Le chef de l’État a lui-même tenu à cadrer sa venue. Il a demandé que sa présence ce matin-là soit comprise pour ce qu’elle était : « un geste de respect, d’affection et de fraternité ». Il a insisté sur la nécessité de restaurer la proximité entre la présidence de la République et la population juive colombienne — une formule qui dit assez clairement que cette proximité s’était perdue.

Le président a poursuivi en appelant juifs et chrétiens à défendre ensemble un socle de valeurs qu’il a énumérées : la foi, la vie, la famille, la dignité humaine, la justice et la paix. Il a conclu en demandant au Dieu d’Abraham, d’Isaac et de Jacob de bénir chaque famille juive de Colombie et l’ensemble du peuple d’Israël, et en formant des vœux de santé, de prospérité et de paix pour les communautés juives du pays comme du monde entier.

Le lieu choisi porte lui aussi sa charge symbolique. La synagogue Bet-El, installée dans le quartier El Prado de Barranquilla, a été édifiée en 1964 et relève du courant massorti, ou conservateur. Son architecture, issue d’un concours lancé par la communauté ashkénaze de la ville, reprend dans ses formes le motif de l’étoile de David et reste considérée comme un exemple marquant du modernisme architectural local. L’édifice est orienté vers l’est — tourné en permanence vers Israël, selon la formule du rabbin des lieux.
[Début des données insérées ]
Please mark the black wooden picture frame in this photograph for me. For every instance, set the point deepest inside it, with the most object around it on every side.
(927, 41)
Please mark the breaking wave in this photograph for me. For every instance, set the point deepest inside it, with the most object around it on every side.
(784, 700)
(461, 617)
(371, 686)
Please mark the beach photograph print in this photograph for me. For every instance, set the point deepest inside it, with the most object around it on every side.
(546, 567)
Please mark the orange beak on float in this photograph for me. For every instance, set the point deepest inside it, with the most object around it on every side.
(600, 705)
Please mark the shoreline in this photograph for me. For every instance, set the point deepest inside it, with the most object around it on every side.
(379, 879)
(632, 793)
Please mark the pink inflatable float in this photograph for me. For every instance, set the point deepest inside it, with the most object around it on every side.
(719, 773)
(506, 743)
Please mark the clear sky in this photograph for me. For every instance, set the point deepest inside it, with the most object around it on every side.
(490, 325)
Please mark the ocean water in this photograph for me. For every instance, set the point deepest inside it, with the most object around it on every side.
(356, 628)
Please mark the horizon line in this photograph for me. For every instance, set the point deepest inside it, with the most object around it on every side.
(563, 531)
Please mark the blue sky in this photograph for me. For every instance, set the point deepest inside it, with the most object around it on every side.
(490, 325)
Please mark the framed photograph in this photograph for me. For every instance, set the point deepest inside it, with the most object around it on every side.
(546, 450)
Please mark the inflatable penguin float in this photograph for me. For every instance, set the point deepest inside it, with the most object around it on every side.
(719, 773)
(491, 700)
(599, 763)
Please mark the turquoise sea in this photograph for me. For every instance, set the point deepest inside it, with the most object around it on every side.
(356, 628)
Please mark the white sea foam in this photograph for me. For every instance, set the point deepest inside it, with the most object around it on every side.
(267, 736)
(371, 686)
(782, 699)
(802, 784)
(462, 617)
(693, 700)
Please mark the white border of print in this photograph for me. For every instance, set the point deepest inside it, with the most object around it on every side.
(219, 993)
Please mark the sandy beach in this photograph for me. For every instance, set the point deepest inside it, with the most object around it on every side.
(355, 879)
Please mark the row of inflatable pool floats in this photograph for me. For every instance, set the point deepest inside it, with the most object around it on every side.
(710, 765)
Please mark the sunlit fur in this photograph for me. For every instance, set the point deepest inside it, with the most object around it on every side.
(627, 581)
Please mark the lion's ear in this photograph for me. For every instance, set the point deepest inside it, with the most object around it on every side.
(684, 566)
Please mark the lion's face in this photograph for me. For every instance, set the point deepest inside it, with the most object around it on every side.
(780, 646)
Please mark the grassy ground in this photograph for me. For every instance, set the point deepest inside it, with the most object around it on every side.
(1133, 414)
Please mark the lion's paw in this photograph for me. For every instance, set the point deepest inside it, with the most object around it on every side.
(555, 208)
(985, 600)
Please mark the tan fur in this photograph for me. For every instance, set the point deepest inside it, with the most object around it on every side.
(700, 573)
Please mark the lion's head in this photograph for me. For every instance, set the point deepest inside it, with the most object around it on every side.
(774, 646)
Pour mesurer l’ampleur de ce qui s’est joué samedi, il faut se souvenir d’où vient la Colombie. Sous la présidence de Gustavo Petro, premier gouvernement de gauche de l’histoire du pays, Bogota avait rompu ses relations diplomatiques avec Israël en pleine guerre contre le Hamas, le président sortant accusant l’État hébreu de commettre un génocide à Gaza. La Colombie s’était également associée à la procédure engagée par l’Afrique du Sud devant la Cour internationale de justice. Un pays qui comptait historiquement parmi les partenaires les plus proches d’Israël en Amérique latine, notamment en matière de défense, de renseignement et de technologie, était devenu l’un de ses adversaires les plus bruyants sur le continent.

Le renversement s’est joué le 21 juin dernier. Abelardo de la Espriella, avocat pénaliste et homme d’affaires de 48 ans originaire de la côte caraïbe, surnommé « El Tigre » et sans aucune expérience de la fonction publique, a remporté le second tour avec 49,66 % des voix contre 48,70 % à son adversaire de gauche Iván Cepeda — environ deux cent cinquante mille bulletins d’écart. Il est le premier président colombien élu sans majorité absolue dans le système actuel à deux tours. Les analystes le classent nettement à droite, certains à l’extrême droite, et il revendique un alignement assumé sur Washington. Il a prêté serment le 7 août, à Cali plutôt qu’à Bogota, pour signifier sa volonté d’en découdre avec les groupes armés du sud-ouest du pays.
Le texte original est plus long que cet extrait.